Map makerSizeMap IDCondition
Matthew Flinders 890 x 600 mmD1 / M338 / I309Very good condition. First edition. Left margin cropped to neatline.

Flinders chart of Spencer’s Gulf and the Gulf of St Vincent is important for a number of reasons. This chart’s cartographic importance to the knowledge of the coastlines of Australia is in the same category as that of Cook’s chart of the east coast of Australia. Before Flinders charted the region the map of Australia would depict the southern coastline as a curved or dotted line joining western Australia to the north western tip of Tasmania or it was simply left blank. This piece of coastline would be the last large missing piece to the map of Australia, after which only small unexplored parts were still to be explored.

This chart shows the region from the head of the Great Australian Bight to Encounter Bay, explored by Flinders on the Investigator in 1802. Encounter bay shows the point where Flinders and the Investigator met with the French explorer Baudin who was simultaneously charting the Australian coast at the time. Interestingly after Flinders was imprisoned on Mauritius during his homeward voyage to England, Baudin’s voyage would claim sole achievement of the discovery of the whole region. It was not until Flinders returned to England some six years after his initial imprisonment and the publishing of his charts coupled with the loss of the French in the Napoleonic wars would Flinders claim for the region’s first discovery be established and uncompromised.

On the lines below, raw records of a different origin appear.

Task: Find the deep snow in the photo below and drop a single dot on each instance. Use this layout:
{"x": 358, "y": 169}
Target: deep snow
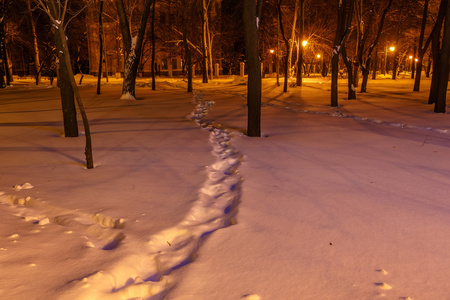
{"x": 343, "y": 203}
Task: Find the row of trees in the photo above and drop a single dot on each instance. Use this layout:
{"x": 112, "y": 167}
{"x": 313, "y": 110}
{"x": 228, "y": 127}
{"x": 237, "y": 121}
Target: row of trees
{"x": 202, "y": 30}
{"x": 352, "y": 32}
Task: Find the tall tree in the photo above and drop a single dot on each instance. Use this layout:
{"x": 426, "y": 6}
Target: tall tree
{"x": 186, "y": 47}
{"x": 286, "y": 42}
{"x": 423, "y": 48}
{"x": 205, "y": 41}
{"x": 292, "y": 39}
{"x": 300, "y": 46}
{"x": 365, "y": 63}
{"x": 100, "y": 36}
{"x": 57, "y": 13}
{"x": 153, "y": 46}
{"x": 132, "y": 46}
{"x": 444, "y": 62}
{"x": 35, "y": 47}
{"x": 251, "y": 17}
{"x": 345, "y": 12}
{"x": 436, "y": 50}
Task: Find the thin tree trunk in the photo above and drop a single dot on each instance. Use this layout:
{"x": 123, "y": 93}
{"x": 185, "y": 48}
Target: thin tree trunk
{"x": 52, "y": 10}
{"x": 132, "y": 47}
{"x": 100, "y": 36}
{"x": 66, "y": 91}
{"x": 444, "y": 69}
{"x": 342, "y": 31}
{"x": 186, "y": 47}
{"x": 430, "y": 62}
{"x": 365, "y": 65}
{"x": 35, "y": 44}
{"x": 374, "y": 67}
{"x": 251, "y": 17}
{"x": 348, "y": 64}
{"x": 154, "y": 46}
{"x": 210, "y": 59}
{"x": 204, "y": 42}
{"x": 300, "y": 52}
{"x": 413, "y": 63}
{"x": 291, "y": 46}
{"x": 286, "y": 42}
{"x": 435, "y": 49}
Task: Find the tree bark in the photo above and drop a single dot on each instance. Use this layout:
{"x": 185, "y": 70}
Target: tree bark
{"x": 291, "y": 44}
{"x": 100, "y": 36}
{"x": 186, "y": 47}
{"x": 342, "y": 31}
{"x": 435, "y": 50}
{"x": 204, "y": 43}
{"x": 56, "y": 15}
{"x": 286, "y": 42}
{"x": 154, "y": 45}
{"x": 37, "y": 64}
{"x": 444, "y": 68}
{"x": 66, "y": 91}
{"x": 350, "y": 81}
{"x": 132, "y": 47}
{"x": 300, "y": 48}
{"x": 365, "y": 65}
{"x": 251, "y": 18}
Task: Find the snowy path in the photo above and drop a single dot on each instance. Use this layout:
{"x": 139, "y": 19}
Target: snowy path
{"x": 332, "y": 208}
{"x": 146, "y": 272}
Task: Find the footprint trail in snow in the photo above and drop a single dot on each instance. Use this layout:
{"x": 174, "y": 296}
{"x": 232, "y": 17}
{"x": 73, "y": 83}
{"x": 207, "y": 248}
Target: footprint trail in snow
{"x": 146, "y": 274}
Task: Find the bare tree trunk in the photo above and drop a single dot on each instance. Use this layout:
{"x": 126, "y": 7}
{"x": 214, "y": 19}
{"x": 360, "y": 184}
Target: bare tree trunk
{"x": 413, "y": 63}
{"x": 210, "y": 59}
{"x": 251, "y": 17}
{"x": 348, "y": 64}
{"x": 286, "y": 42}
{"x": 132, "y": 47}
{"x": 153, "y": 46}
{"x": 300, "y": 52}
{"x": 53, "y": 10}
{"x": 37, "y": 65}
{"x": 66, "y": 92}
{"x": 186, "y": 47}
{"x": 435, "y": 49}
{"x": 100, "y": 36}
{"x": 204, "y": 42}
{"x": 444, "y": 69}
{"x": 291, "y": 46}
{"x": 365, "y": 65}
{"x": 359, "y": 40}
{"x": 374, "y": 67}
{"x": 342, "y": 31}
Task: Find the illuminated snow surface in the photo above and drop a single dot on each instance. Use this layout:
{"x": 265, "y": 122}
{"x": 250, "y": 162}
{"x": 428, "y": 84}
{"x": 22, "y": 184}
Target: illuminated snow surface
{"x": 331, "y": 203}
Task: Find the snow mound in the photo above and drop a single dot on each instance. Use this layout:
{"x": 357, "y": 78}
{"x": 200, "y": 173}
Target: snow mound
{"x": 146, "y": 273}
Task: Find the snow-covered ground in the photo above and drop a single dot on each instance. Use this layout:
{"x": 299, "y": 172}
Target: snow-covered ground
{"x": 331, "y": 203}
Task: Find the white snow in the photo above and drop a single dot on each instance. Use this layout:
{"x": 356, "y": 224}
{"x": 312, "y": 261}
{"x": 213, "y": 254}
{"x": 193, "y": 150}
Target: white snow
{"x": 331, "y": 203}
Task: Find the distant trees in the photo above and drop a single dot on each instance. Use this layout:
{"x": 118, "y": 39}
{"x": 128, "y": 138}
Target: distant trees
{"x": 57, "y": 13}
{"x": 441, "y": 57}
{"x": 132, "y": 46}
{"x": 345, "y": 13}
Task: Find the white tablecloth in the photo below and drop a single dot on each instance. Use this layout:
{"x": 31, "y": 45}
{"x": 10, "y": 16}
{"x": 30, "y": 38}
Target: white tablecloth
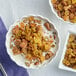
{"x": 10, "y": 10}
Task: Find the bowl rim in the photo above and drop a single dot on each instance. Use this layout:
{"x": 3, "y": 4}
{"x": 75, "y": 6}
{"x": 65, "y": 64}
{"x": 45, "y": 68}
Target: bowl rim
{"x": 53, "y": 10}
{"x": 61, "y": 65}
{"x": 54, "y": 29}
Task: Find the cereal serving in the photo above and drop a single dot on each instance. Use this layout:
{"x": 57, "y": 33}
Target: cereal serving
{"x": 66, "y": 9}
{"x": 70, "y": 55}
{"x": 33, "y": 42}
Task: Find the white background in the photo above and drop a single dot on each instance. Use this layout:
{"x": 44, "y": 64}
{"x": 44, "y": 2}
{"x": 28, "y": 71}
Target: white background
{"x": 10, "y": 10}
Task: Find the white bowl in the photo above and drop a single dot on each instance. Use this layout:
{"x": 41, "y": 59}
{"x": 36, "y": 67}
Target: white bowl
{"x": 18, "y": 59}
{"x": 61, "y": 65}
{"x": 55, "y": 12}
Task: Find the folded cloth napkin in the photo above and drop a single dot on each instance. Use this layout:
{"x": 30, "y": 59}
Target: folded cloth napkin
{"x": 10, "y": 67}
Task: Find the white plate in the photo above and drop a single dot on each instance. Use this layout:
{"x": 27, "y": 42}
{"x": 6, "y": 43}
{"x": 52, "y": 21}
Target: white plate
{"x": 55, "y": 12}
{"x": 18, "y": 59}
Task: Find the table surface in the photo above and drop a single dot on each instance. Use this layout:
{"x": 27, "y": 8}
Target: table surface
{"x": 10, "y": 10}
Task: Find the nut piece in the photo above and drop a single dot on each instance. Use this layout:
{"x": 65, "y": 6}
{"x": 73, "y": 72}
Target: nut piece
{"x": 48, "y": 55}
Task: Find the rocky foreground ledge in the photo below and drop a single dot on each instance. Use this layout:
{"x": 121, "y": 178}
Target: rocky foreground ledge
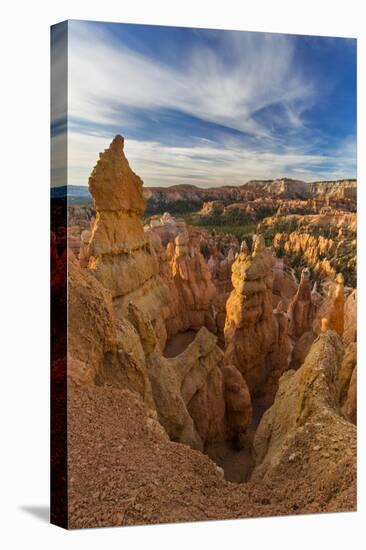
{"x": 142, "y": 423}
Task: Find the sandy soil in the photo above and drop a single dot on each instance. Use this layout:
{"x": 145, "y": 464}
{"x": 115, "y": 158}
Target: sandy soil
{"x": 123, "y": 471}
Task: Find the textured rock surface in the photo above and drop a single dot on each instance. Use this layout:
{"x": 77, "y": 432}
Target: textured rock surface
{"x": 303, "y": 434}
{"x": 189, "y": 389}
{"x": 145, "y": 478}
{"x": 120, "y": 256}
{"x": 302, "y": 310}
{"x": 250, "y": 327}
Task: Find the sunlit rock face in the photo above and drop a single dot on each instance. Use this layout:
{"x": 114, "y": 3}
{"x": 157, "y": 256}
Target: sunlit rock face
{"x": 199, "y": 401}
{"x": 255, "y": 336}
{"x": 303, "y": 434}
{"x": 120, "y": 255}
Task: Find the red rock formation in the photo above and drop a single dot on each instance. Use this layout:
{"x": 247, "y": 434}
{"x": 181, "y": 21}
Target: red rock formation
{"x": 302, "y": 310}
{"x": 120, "y": 255}
{"x": 253, "y": 335}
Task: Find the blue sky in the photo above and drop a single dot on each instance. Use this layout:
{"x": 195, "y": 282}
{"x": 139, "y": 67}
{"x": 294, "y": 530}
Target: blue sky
{"x": 210, "y": 107}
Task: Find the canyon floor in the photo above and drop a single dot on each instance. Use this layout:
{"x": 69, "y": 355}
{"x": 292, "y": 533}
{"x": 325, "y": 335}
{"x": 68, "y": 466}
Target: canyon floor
{"x": 210, "y": 373}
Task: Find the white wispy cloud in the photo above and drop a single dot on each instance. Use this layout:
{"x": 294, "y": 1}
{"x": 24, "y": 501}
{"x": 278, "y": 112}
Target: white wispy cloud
{"x": 106, "y": 80}
{"x": 207, "y": 164}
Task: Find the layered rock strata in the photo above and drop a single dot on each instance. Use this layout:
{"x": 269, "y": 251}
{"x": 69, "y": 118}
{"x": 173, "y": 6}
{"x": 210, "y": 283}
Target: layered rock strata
{"x": 304, "y": 428}
{"x": 256, "y": 338}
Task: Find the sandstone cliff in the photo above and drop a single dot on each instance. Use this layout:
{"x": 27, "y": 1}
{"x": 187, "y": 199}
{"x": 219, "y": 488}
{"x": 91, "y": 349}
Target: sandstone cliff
{"x": 303, "y": 434}
{"x": 256, "y": 337}
{"x": 121, "y": 258}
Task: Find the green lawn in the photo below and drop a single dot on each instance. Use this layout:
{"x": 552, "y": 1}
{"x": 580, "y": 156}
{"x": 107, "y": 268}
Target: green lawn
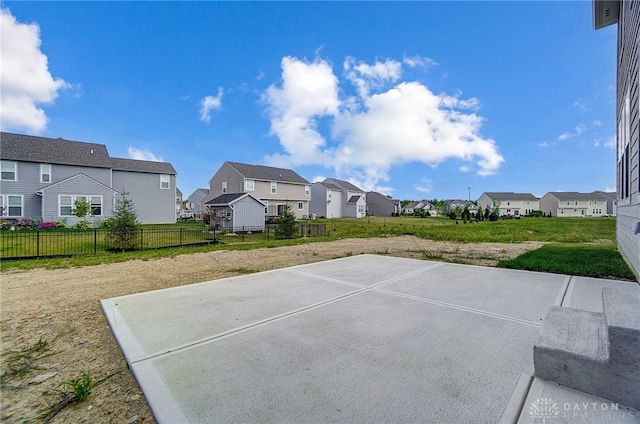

Matthew Flinders (1774-1814) was an accomplished navigator and cartographer, having circumnavigated the Australian continent, proved that Tasmania was not joined to the mainland, and played a major part in the naming of Australia. Despite Flinders’ short life he accomplished some exceptional feats. His charts were of a particularly high standard and though published in 1814, many continued to be republished and used until recent years. Flinders’ most famous chart was of the Australian continent, published in 1814, which is famously named ‘General Chart of Terra Australis or Australia’. It was the first prominent chart to specifically label the continent as Australia. Sadly, Flinders journeys were marked by some disappointments including shipwrecks, poor vessels, and most notably his six year imprisonment by the French on Mauritius. His imprisonment meant that he was not the first to publish the newly discovered regions of Australia or a ‘complete’ map of the continent. However in 1814 shortly before his death his famous atlas was released with 16 charts detailing a majority of the Australian coastline.